Storytelling Traditions in Acadiana, Part 2 — Exploring Personal Stories
Friday, April 4th
9:30-10:15
Sliman Theater, 129 East Main Street
Storytelling is the interactive art of using words and actions to reveal the elements and images of a story while encouraging the listener’s imagination. It is a social and cultural activity of sharing stories, sometimes with improvisation, theatrics, or embellishment. Storytelling is a unique method of connecting both people and their ideas, conveying the culture, history, and values that unite us. They offer a way to understand the world, process experiences, and make sense of complex emotions.
In Part 2 of the storytelling series, the presenters (Mr. Barry Ancelet and Ms. Sherry Broussard) will showcase how each of us has stories to tell, highlighting often humorous stories from the lives of everyday people.
Barry Ancelet, Professor Emeritus at the University of Louisiana-Lafayette, is a native Louisiana French-speaking Cajun and has been both the Director of the Center for Acadian and Creole Folklore and a Professor of Francophone Studies and Folklore in the Department of Modern Languages. He is a renowned author, having published numerous articles and several books on various aspects of Louisiana’s Cajun and Creole cultures and languages. Under his psuedonym, Jean Arceneaux, he has given poetry readings, as well as storytelling and musical performances throughout Francophone North America and in France, and he was the second Poet Laureate of Francophone Louisiana. And, in 1994, he published Cajun and Creole Folktales: The French Oral Tradition of South Louisiana. He co-founded the predecessor to Lafayette’s Festivals Acadiens et Créoles in1974 and continues to serve the Festival on its board. He has served as a consultant and fieldworker for several documentary films including for Pat Mire’s “Against the Tide: The Story of the Cajun People of Louisiana,” a production of Louisiana Public Broadcasting and Louisiana’s Department of Cultural, Recreation and Tourism.

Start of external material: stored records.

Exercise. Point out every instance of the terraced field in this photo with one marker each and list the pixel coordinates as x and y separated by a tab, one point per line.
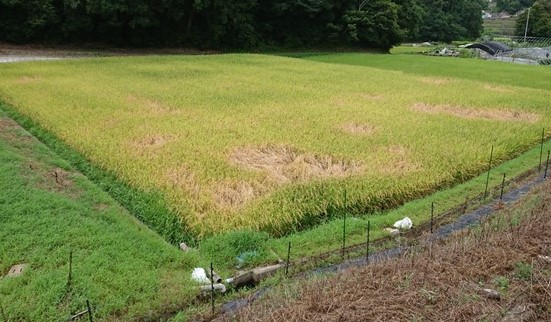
274	143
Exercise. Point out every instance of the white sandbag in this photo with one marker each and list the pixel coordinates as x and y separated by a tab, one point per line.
200	275
405	223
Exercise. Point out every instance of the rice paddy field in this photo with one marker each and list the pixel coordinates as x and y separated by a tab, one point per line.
280	144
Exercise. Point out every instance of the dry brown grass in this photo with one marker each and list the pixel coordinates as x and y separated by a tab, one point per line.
358	129
285	164
27	79
472	113
151	106
400	162
233	194
497	89
441	282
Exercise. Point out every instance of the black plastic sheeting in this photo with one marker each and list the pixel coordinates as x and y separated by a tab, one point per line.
465	221
491	47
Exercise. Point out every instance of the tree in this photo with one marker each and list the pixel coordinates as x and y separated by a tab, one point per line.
374	24
513	6
539	24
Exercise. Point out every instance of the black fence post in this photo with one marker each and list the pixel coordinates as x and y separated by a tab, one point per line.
489	169
3	313
431	217
288	259
367	243
70	276
541	149
90	314
211	288
344	226
502	187
546	164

Sherry T. Broussard, of Lafayette, has been performing and storytelling for almost three decades. As an educator, former academic librarian, storyteller, and community activist, she has an avid interest in black history and culture. She was the first African American to attend the Storytelling Program at East Tennessee State, and she has continued to build alliances locally and nationally in the decades since. She has served Louisiana as its state liaison to the National Storytelling Network and as President of the statewide storytelling guild . Author of African Americans in Lafayette and Southwest Louisiana and Louisiana’s Zydeco, she is passionate about maintaining cultural traditions in the African American community, often using her storytelling talents to teach children and adults the importance of observing Black History Month. Her performances have been showcased throughout Louisiana, often reaching traditionally underserved audiences.